Mr. Keeler wrote that Mr. Forst huddled with the team working on the series for two weeks at a villa on the French Riviera after the reporters arrived from Turkey.

"I've got to admit, it wasn't the toughest duty in the world," Mr. Forst said. The team resumed its reporting after Mr. Forst returned to Long Island.

Mr. Forst quit Newsday for The Los Angeles Herald-Examiner in 1977, hired by the top editor in Los Angeles, James G. Bellows, who had been his boss at The Herald Tribune. But Mr. Forst returned in 1985 as the founding editor of New York Newsday, an edition that carried the Long Island paper into the five boroughs. He gave New York Newsday its own identity, separate from its Long Island parent, and assembled a staff that covered the city aggressively.

Mr. Forst positioned New York Newsday between the city's two established tabloids — The New York Post and The Daily News — and The Times. He hired stars like Jimmy Breslin and Dennis Hamill and young journalists and editors he pushed to report deeper and harder.

The paper won two Pulitzer Prizes. But the Times Mirror Company, which owned Newsday, shut down New York Newsday in July 1995. Other New York Newsday editors said that Mr.
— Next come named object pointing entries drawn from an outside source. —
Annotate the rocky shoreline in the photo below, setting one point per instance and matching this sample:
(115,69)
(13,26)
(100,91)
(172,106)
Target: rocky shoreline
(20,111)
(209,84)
Forst had not met Mark H. Willes, a former consumer-products executive who was the chief executive of Times Mirror, until the day before the shutdown of Mr. Forst's paper was announced. Mr. Willes said later that the company had concluded that there was not room in New York City for three tabloids.

Mr. Forst worked as the editor of Newsday's streamlined Queens edition before resigning to begin a short-lived tenure as metropolitan editor of The Daily News in February 1996. By midsummer, he had left The News, and by that fall, he became the top editor at The Village Voice, the leftist weekly that was famous for its alternative worldview and its cantankerous, all but uneditable writers.

Mr. Forst seemed an odd choice. He said that until he sought the job, he had not read The Voice in years.

"Why did I take this?" he was quoted as saying at the time. "Because it was insane. It's what Karl Wallenda said: 'Life is on the wire. All the rest is waiting.'"

Mr. Forst presided over The Voice until 2005. For the last seven years, he had taught journalism at the University at Albany.

His survivors include his second wife, Starr Ockenga, a photographer. He was married to the food writer Gael Greene from 1961 until the mid-1970s. Ms. Greene said on Saturday that they had met when they worked at The New York Post, she during the day, he at night. She said he got a promotion because he happened to be reading The Wall Street Journal one day. The top editors named him financial editor, she said.

Donald Forst was born on July 3, 1932, and grew up in the Jewish middle class of 1930s Brooklyn, where his father was a lawyer. He attended the University of Vermont and earned a master's degree from the Columbia University Graduate School of Journalism.

His companion, Val Haynes, said Mr. Forst missed newspapering even after he took to teaching prospective journalists. "When he left The Voice," she said in an interview on Saturday, "for the first year and a half, every morning he woke up and designed the front page of a broadsheet. Every single morning. Newspapers were his life."